I chose this topic after seeing several news articles about how cherry trees are flowering earlier and earlier in many places due to climate change. After looking into studies on the topic, I found an impressive dataset that contained cherry blossom full-flowering dates as well as reconstructed average March temperatures in Kyoto - dated all the way from 2010 back to 800 A.D.

After doing exploratory data analysis and looking at some static visualizations of the dataset, I initialized, trained, and tested a linear regression model using scikit-learn. Surprisingly, despite the simplicity of the approach, the model produced a score of 0.97, meaning that it was able to explain 97% of the variance in flowering dates solely based on March temperature data.

After seeing this result, I was curious about how flowering dates might be associated with weather factors other than temperature. This involved having to find another dataset and do some cleaning and preprocessing - I eventually found a suitable dataset from the Japan Meteorological Agency that contained monthly averages for a variety of weather factors from 1880 to the present.

I then built a correlation matrix to quickly get an overview of how strongly each weather factor - humidity, precipitation, cloud cover, and sunshine duration - was associated with flowering dates. After seeing how models built with these factors performed, I found that no factor was nearly as strongly associated with flowering dates as temperature.

This project was completed back when I was a second year at Cornell, and at the time, I was still getting the hang of using Python for data analysis and visualization.

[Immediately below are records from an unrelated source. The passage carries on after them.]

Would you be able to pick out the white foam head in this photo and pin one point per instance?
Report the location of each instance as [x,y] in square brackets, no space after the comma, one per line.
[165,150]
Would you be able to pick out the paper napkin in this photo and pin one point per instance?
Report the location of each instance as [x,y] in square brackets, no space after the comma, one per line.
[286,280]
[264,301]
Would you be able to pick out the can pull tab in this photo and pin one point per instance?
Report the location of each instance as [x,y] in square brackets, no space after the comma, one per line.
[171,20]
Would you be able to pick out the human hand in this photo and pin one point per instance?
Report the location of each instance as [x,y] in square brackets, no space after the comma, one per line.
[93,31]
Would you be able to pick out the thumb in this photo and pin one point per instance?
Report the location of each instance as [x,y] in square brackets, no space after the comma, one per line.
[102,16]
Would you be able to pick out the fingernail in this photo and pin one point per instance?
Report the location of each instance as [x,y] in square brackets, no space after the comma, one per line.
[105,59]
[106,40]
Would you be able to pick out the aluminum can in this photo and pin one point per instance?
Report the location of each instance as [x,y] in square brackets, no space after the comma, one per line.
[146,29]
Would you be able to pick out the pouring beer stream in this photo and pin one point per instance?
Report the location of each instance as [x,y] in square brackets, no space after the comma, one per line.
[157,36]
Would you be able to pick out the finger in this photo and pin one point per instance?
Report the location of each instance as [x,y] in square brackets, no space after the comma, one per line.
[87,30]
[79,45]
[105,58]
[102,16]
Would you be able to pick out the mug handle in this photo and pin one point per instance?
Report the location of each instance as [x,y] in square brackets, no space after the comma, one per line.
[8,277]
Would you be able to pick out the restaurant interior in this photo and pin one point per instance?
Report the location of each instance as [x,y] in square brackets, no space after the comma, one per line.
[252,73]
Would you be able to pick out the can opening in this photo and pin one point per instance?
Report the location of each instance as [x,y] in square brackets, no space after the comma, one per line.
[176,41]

Now that I've learned more advanced machine learning techniques and spent time better understanding how to interpret model results, I'd be interested in revisiting this project to see how I could improve my work.

That said, this was a fun project introducing me to the basics of machine learning and scikit-learn, and the process of finding datasets related to interesting real-world topics, cleaning them up, and then exploring them for unexpected insights is something I've enjoyed doing many times over since then.